Think instead of the effect on the world if more of humanity changed its mind.  We churchgoers might have been cajoled into thinking that repentance is all about self-examination and the expression of sorrow.  It isn’t primarily about that at all.  It’s about us changing our minds, changing the direction of our lives, putting God and the kingdom of God and the costly message of reconciliation at the centre of all that we are and do.
We’re not told whether the sheep or the coins changed their minds.  And it’s hardly a question to ask, is it?  But those conducting the search couldn’t have their minds changed until they had found what was missing.  And surely many would have questioned the shepherd’s decision to leave the ninety nine in the wilderness of all places for the sake of one!
And perhaps the coin and the sheep represent you and me and those we are sent to search for, to talk to, to help them change their minds – people to whom God gives the supreme value of searching for until they – we – are found, until they – we – have changed our mind for God.

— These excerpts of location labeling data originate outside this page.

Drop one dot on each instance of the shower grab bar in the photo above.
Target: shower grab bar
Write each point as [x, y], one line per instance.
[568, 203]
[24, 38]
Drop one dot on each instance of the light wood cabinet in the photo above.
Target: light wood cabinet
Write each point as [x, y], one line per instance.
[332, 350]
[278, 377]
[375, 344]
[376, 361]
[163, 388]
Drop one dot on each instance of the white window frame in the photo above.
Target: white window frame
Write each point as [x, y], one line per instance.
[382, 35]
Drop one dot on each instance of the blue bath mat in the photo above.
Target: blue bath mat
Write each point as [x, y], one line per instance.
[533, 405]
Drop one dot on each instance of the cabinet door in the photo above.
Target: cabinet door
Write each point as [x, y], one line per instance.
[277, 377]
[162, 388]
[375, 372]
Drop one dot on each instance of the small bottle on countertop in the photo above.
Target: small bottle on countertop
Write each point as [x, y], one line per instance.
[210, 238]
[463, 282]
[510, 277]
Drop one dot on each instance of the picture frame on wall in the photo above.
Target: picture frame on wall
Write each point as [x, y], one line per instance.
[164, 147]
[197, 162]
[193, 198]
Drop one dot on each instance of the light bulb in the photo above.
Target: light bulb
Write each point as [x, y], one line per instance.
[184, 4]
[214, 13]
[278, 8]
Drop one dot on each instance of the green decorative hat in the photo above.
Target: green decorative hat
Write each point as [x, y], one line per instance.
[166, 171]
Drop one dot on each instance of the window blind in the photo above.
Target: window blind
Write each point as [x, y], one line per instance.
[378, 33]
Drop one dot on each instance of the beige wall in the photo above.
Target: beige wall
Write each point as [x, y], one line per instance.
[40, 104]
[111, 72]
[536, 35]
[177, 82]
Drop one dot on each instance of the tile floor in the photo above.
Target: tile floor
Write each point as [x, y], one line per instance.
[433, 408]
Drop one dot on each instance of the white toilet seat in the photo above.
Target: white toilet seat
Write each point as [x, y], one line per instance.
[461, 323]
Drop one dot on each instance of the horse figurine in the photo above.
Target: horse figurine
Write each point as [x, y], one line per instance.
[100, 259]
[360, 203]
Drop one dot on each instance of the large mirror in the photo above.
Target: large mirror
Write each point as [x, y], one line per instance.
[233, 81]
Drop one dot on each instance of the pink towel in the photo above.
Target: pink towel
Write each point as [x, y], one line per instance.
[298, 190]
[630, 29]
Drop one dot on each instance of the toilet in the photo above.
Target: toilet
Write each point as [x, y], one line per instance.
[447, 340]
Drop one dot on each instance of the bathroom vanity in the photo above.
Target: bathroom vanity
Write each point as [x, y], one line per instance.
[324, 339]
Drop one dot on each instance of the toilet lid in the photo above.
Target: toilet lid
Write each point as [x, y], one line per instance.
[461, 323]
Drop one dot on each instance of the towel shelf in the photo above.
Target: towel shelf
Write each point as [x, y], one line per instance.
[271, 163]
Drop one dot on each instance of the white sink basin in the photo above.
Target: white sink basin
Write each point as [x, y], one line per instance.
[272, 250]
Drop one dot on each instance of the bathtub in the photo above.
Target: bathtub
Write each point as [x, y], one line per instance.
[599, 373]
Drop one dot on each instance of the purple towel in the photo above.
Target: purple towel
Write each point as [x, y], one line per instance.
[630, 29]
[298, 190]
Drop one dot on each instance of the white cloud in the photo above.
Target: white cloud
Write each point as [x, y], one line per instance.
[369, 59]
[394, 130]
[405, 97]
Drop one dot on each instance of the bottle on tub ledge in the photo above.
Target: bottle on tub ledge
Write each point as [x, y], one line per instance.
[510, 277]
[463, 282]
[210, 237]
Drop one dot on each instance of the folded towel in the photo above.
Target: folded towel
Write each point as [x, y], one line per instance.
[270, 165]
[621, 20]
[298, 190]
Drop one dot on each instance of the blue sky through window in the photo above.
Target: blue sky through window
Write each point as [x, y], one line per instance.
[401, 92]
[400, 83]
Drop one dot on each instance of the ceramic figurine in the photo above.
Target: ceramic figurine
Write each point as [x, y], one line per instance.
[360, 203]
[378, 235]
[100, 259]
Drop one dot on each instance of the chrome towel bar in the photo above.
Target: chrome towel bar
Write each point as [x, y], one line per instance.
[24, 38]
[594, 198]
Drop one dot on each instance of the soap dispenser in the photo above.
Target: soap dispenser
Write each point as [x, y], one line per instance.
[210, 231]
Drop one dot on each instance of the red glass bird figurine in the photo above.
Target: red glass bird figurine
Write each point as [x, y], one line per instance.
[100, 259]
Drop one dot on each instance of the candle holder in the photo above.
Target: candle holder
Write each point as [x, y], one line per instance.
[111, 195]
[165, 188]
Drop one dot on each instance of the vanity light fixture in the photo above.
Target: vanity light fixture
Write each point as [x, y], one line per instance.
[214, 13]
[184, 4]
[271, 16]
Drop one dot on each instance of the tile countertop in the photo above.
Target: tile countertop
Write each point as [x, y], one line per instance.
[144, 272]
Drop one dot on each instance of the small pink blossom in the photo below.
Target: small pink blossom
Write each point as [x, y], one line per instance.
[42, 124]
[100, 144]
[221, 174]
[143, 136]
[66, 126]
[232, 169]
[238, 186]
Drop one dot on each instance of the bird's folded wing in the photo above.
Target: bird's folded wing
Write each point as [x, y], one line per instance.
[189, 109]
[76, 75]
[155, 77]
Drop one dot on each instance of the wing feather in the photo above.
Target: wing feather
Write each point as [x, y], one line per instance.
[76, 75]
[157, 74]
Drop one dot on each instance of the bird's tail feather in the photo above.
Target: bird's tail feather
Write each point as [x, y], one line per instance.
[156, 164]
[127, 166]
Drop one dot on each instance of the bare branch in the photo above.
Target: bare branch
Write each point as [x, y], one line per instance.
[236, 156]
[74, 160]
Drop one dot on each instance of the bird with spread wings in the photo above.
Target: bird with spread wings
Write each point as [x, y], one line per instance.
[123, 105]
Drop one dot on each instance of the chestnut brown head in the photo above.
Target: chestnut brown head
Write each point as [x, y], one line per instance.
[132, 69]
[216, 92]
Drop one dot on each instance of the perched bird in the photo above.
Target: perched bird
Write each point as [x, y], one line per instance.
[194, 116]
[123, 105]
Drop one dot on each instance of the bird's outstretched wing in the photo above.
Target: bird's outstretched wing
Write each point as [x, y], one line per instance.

Sometimes we get such different pictures of God presented to us.  And there is a tension within Christianity between the Hebrew and the Greek mentality.  We mustn’t overdo this distinction, but we do need to recognise that the Hebrew scriptures present us with a much more involved and active God than some of Christian theology does, influenced as it is by notions of the unchangeableness of God.  I believe that in the Incarnation, in the person of Jesus of Nazareth, true God and true human, something in God changed for ever – for our benefit.
We are called to tell that story, just as Paul – or whoever wrote to Timothy using Paul’s name and appealing to Paul’s experience – is telling his story, a story of changing minds.  And it’s no good changing your mind for God’s sake and the sake of God’s kingdom if you don’t tell your story to other people, in your words, and as often and as boldly as you can, making us ‘example(s) to those who would come to believe in him for eternal life’.
And when we do that we find that praise inevitably follows: ‘To the King of the ages, immortal, invisible, the only God, be honour and glory for ever and ever.  Amen.’  says the writer to Timothy.  This is a response to changing minds.  And the shepherd and the women throw parties.  And God wants to throw a party for us and all whose minds we’ve helped to change for God.
So don’t be afraid to argue with God.  Don’t be afraid to let God argue with you.  Don’t be afraid to change your mind for God.  Don’t be afraid to tell your mind-changed, mind-changing, story.